For those who manage its health, said Melissa Sjolund of the Department of Natural Resources, delisting will be just "the beginning."

"We get funding every year for this and get asked when we will be done," she said. "The answer is, we won't. ... Protecting these areas is going to be really important."

'People didn't understand'

When the Duluth Harbor canal opened in 1871, it made way for rapid expansion, with ships traveling up the St. Louis River from Lake Superior. Piers for heavy industry filled in wetlands. And everyone dumped just about everything into the river for 100 years, before wastewater treatment and other regulations existed.

"They thought the stream would take care of it" and dilute waste, said Barbara Huberty, who coordinates St. Louis River AOC work for the Minnesota Pollution Control Agency (MPCA). "People didn't understand the long-term effects."

It didn't take long for sewage and industry waste to suck the oxygen from the river, with poor water quality recorded in the early 1900s. Eventually, fish weren't able to penetrate the "biological barrier" to travel upstream to spawn, said Joel Hoffman, a Duluth-based EPA research biologist.

"For roughly 50 years, this river went dead year after year after year," he said.

When Duluth's first major wastewater treatment plant opened in 1978 — Western Lake Superior Sanitary District — it was "a huge turning point," Hoffman said. "Oxygen, and therefore life, came roaring back to the river."

Dennis Doherty, who grew up in and continues to live in the city's Riverside neighborhood, recalls when that happened. "The river immediately had a different look to it," he said.

But toxic pollutants — including mercury and others that can cause cancer and breathing problems — remained in the river, threatening humans and wildlife.

Complex sites

Removal from the federal list requires eliminating "impairments," of which the St. Louis River originally had nine. Six remain, with one under consideration for removal this spring. About a dozen projects are under way or awaiting funding. Most involve dredging or restoration, and they range from slips in the harbor to the Scanlon Reservoir where power was produced, more than 20 miles south of Duluth.

Started in 2020, the largest and most complex contamination removal project involves Spirit Lake, the section of river next to the U.S. Steel site, a coking and mill operation that closed in 1981. Total remediation costs are $165 million, of which U.S. Steel is paying 51%.

In all, more than 1.3 million cubic yards of toxic river bottom are being dredged, sifted and stored in special containers on site, or safely capped. Nearly 120 acres in the river will be covered with clean sand and a new 42-acre shallow sheltered bay for spawning grounds will be built.

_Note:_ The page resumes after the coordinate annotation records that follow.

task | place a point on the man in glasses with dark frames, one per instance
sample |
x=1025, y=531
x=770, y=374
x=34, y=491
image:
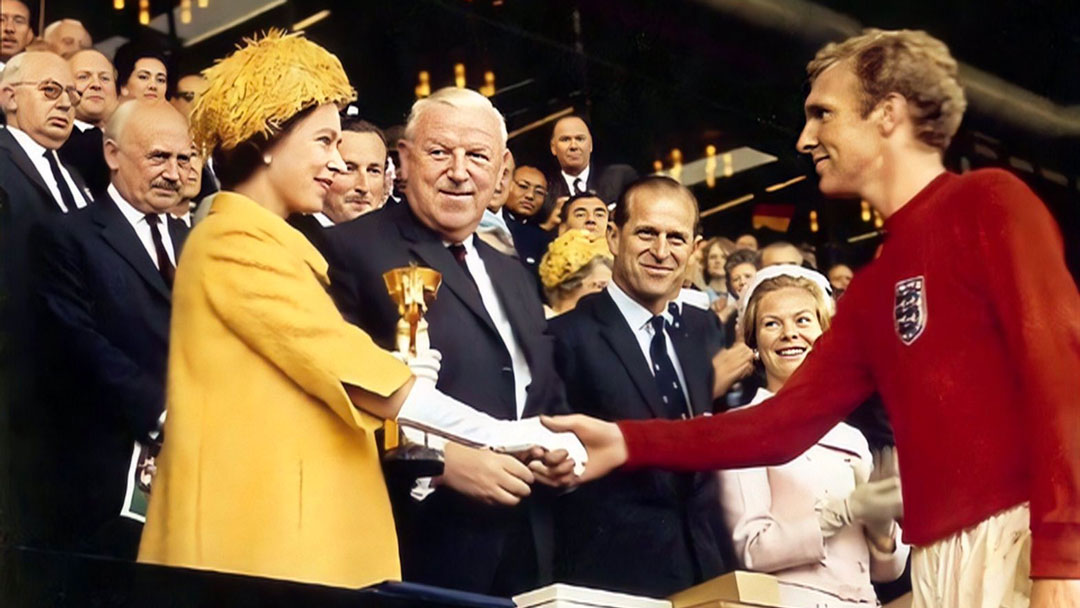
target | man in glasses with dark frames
x=38, y=95
x=16, y=30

Another complex project was completed last fall at Grassy Point, once the site of two sawmills built over the water that left scraps stacked up 16 feet deep across 75 acres, choking out life.

The DNR project used the healthy but excess dirt from nearby Kingsbury Bay to line the bottom of Grassy Point. And the removed clean wood was repurposed to build an island that shields the bay behind it, protecting it from wind and waves, said Guy Partch of Barr Engineering, which was tasked with carrying out the work.

Now it's the type of sheltered bay "very prized" in the estuary, Partch said.

Tuesday's milestone, and others like the water trail designation, will attract more people to a river worthy of being a destination, said the MPCA's Huberty.

The trail is an example of what it's becoming, showing a "wild" side that many who've lived here for decades don't know exists, she said.

"You get in there and you feel like you're in the Boundary Waters, and you're only [a few] miles from home," Huberty said. "What people have been dreaming about for decades is finally coming to fruition."